言葉の切れ味を読者に試すように、表現方法には敢えて当たり障りのないところを選んでいない感じがする。ダークだったりグロがかったりで、描かれているものもクセがある。白と黒の2色勝負の(書物という性格の)中で視覚化も物凄い。色彩感覚、嗅覚に訴える語彙だけではなく、選ばれた文字の見え方にも工夫が入っていて細かい。この漢字を使うのか、このルビを振るのか、といったところまで行き届いており、逆にそれらがこの作家のこわさと言えるかと思う。敢えてそうしてアピールしてくるのはなんなのだろう?
また、想像力もただ者ではないのでふしぎをさっくり見せたり、意表を突いた展開やキャラ設定がある。奇妙でファンタジーな世界にスルッと連れて行かれる。やり過ぎとして、読んでいるといつの間にか二三歩引きそうになるほど、強烈気味に徹底している感を持たされる。構築されたものが細かいというか念入りというのか。
物語の語り手は、こうも変幻自在感を出さないし出そうともしないのが普通な気がする。私は氏のSFにはなんとなく付き合いきれぬ、発想の突き抜け具合を感じてしまった。戦いに特化の為の諸々、が。私には過激な感触を拭い去ることは出来なかった。

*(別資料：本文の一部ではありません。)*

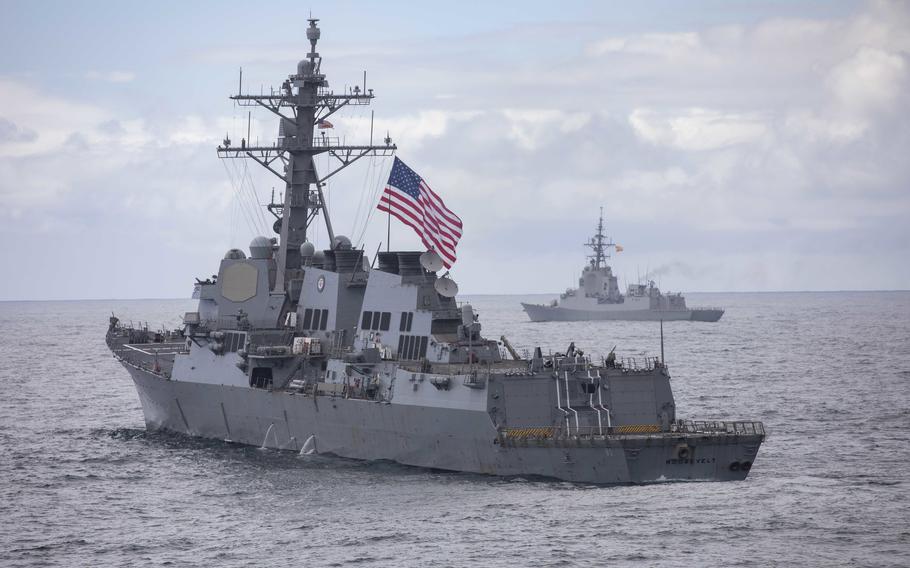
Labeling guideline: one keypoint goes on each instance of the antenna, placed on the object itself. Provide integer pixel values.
(663, 360)
(446, 287)
(431, 261)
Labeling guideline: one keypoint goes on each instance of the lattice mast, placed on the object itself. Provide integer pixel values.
(600, 245)
(302, 103)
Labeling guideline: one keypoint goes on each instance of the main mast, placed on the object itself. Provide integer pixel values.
(303, 101)
(599, 244)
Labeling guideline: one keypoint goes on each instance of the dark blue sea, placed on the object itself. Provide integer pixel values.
(83, 484)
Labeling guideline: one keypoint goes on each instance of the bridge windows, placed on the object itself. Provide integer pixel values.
(407, 318)
(315, 319)
(412, 347)
(261, 378)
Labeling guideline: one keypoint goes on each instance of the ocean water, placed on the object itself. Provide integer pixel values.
(83, 484)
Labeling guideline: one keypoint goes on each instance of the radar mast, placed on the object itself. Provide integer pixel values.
(600, 245)
(302, 104)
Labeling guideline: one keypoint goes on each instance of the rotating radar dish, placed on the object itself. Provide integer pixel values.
(446, 287)
(431, 261)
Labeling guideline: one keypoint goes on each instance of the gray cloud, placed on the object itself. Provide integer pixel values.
(730, 157)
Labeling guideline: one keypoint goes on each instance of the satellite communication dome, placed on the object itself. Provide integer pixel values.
(431, 261)
(261, 247)
(446, 287)
(235, 254)
(341, 242)
(307, 250)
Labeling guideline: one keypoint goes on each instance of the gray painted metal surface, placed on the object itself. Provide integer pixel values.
(598, 297)
(315, 351)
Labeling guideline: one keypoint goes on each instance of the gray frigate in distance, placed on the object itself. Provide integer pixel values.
(308, 350)
(598, 297)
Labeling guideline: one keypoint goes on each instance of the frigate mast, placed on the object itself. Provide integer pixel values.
(307, 96)
(599, 243)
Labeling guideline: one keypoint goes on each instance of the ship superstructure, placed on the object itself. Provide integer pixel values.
(598, 296)
(311, 350)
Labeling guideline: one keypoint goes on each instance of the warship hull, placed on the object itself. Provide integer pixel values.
(445, 439)
(539, 312)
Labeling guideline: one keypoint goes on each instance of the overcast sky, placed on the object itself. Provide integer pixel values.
(734, 146)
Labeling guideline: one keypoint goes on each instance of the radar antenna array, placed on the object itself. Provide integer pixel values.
(446, 287)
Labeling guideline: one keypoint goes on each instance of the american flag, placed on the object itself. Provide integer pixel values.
(411, 201)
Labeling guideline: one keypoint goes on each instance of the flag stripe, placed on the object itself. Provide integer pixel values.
(402, 211)
(408, 197)
(448, 259)
(416, 213)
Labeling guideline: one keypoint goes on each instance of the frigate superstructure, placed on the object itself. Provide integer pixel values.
(310, 350)
(598, 296)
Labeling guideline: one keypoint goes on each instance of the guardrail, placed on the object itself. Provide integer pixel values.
(563, 432)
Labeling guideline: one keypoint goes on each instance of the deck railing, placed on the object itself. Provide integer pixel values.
(563, 432)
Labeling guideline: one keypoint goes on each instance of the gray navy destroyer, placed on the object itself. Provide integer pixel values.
(598, 297)
(319, 351)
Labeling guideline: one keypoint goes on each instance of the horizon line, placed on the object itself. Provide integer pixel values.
(880, 290)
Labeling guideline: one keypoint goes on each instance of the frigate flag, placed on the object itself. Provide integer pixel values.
(408, 197)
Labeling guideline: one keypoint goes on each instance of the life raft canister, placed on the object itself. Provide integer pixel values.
(683, 452)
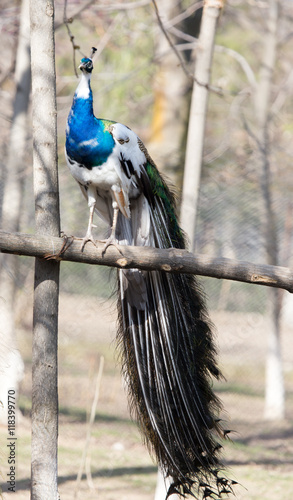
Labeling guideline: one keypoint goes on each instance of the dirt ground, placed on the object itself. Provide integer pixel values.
(118, 466)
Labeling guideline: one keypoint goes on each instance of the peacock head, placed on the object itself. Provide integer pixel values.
(86, 64)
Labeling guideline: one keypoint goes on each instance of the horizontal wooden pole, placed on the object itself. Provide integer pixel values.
(146, 258)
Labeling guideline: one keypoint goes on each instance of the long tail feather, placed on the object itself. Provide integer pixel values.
(168, 356)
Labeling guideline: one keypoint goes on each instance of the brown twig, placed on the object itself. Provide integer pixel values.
(148, 258)
(68, 21)
(189, 75)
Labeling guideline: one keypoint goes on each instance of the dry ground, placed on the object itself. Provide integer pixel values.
(119, 467)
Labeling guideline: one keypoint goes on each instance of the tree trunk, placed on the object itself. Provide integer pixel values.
(274, 391)
(45, 319)
(11, 363)
(197, 117)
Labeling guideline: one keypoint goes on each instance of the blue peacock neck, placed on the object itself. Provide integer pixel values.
(87, 141)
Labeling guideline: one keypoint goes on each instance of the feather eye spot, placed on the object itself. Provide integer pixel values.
(122, 262)
(166, 267)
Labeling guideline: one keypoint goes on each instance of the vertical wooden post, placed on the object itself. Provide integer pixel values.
(45, 322)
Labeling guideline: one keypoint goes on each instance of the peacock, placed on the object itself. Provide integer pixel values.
(164, 332)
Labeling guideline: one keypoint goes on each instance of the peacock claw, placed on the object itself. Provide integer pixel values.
(88, 237)
(110, 241)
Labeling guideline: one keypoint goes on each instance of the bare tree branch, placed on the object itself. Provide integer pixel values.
(207, 86)
(147, 258)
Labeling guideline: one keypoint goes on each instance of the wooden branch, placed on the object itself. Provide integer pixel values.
(147, 258)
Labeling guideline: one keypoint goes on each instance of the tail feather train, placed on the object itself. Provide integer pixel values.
(168, 356)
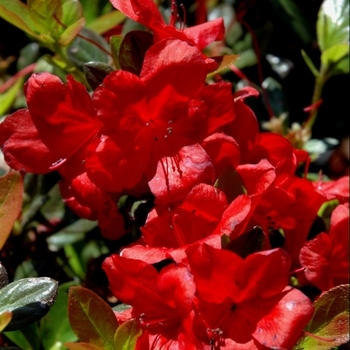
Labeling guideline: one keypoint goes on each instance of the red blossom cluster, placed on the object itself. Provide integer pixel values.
(216, 181)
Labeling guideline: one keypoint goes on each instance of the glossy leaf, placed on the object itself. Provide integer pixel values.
(329, 326)
(16, 13)
(133, 49)
(106, 22)
(89, 47)
(95, 72)
(5, 319)
(82, 346)
(11, 194)
(127, 334)
(55, 327)
(333, 23)
(8, 97)
(3, 276)
(91, 318)
(28, 299)
(71, 32)
(26, 338)
(42, 13)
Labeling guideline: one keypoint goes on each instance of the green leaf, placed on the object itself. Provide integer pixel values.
(329, 326)
(28, 299)
(133, 49)
(91, 318)
(106, 22)
(333, 23)
(55, 326)
(126, 335)
(3, 277)
(42, 13)
(334, 54)
(116, 41)
(89, 46)
(310, 64)
(26, 338)
(11, 194)
(5, 319)
(16, 13)
(8, 97)
(71, 32)
(82, 346)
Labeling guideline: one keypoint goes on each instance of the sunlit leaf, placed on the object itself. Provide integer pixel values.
(71, 32)
(28, 299)
(11, 194)
(127, 334)
(5, 319)
(91, 318)
(106, 22)
(16, 13)
(55, 327)
(333, 23)
(329, 326)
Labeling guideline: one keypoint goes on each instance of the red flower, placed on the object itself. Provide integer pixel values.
(153, 116)
(147, 13)
(326, 257)
(59, 121)
(248, 299)
(162, 302)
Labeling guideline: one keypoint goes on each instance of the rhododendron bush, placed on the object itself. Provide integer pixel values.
(140, 175)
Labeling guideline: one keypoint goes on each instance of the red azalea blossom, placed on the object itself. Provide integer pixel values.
(163, 303)
(249, 299)
(157, 114)
(326, 257)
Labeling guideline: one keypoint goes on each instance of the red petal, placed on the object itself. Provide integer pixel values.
(22, 146)
(176, 176)
(315, 257)
(283, 326)
(63, 115)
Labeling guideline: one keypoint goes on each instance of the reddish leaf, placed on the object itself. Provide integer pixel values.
(329, 326)
(11, 193)
(91, 318)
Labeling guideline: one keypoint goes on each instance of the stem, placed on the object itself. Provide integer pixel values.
(316, 97)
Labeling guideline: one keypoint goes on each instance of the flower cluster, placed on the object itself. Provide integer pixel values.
(206, 273)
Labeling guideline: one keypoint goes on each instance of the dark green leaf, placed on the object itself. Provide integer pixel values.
(28, 299)
(55, 327)
(95, 72)
(133, 49)
(127, 334)
(91, 318)
(90, 46)
(3, 276)
(247, 243)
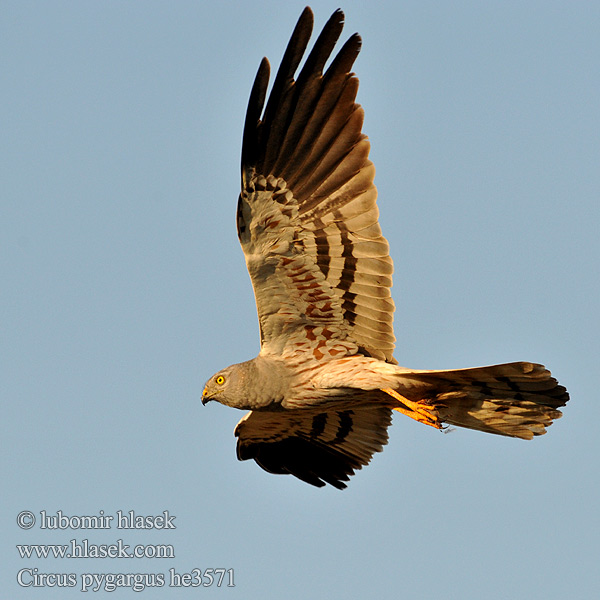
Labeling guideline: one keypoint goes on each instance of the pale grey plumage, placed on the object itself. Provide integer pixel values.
(322, 389)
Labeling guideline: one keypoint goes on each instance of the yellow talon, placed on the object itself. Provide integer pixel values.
(419, 411)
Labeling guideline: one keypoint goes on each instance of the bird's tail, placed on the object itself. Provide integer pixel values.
(515, 399)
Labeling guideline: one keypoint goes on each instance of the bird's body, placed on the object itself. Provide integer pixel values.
(323, 386)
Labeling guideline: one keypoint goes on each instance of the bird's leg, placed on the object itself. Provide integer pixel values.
(419, 411)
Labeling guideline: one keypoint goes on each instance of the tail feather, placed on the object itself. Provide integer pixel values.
(514, 399)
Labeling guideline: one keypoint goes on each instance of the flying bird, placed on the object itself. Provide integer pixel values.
(322, 389)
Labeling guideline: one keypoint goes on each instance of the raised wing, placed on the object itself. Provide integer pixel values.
(307, 218)
(317, 445)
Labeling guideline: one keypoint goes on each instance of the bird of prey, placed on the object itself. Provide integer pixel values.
(322, 389)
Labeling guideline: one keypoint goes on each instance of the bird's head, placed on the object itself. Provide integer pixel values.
(229, 386)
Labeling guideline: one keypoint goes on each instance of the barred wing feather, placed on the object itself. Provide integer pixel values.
(307, 215)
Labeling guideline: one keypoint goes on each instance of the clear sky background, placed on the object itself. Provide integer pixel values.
(124, 288)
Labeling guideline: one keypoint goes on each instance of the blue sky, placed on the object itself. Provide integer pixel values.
(124, 288)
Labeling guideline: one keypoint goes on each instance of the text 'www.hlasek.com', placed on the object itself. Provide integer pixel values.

石、金属、登場人物達の住んでいる世界、私には読んでいる間だけ居合わせることでもう充分だった。
恐るべき才能の持ち主を鬼才と評すことがあるが、鬼の文字にふさわしい、まことにおそろしいものを見た気がした。
「天地明察」は試し読みの為に収録されたラインナップでは、最も読みやすかった。上述の強い個性が本作には強くなかったからである。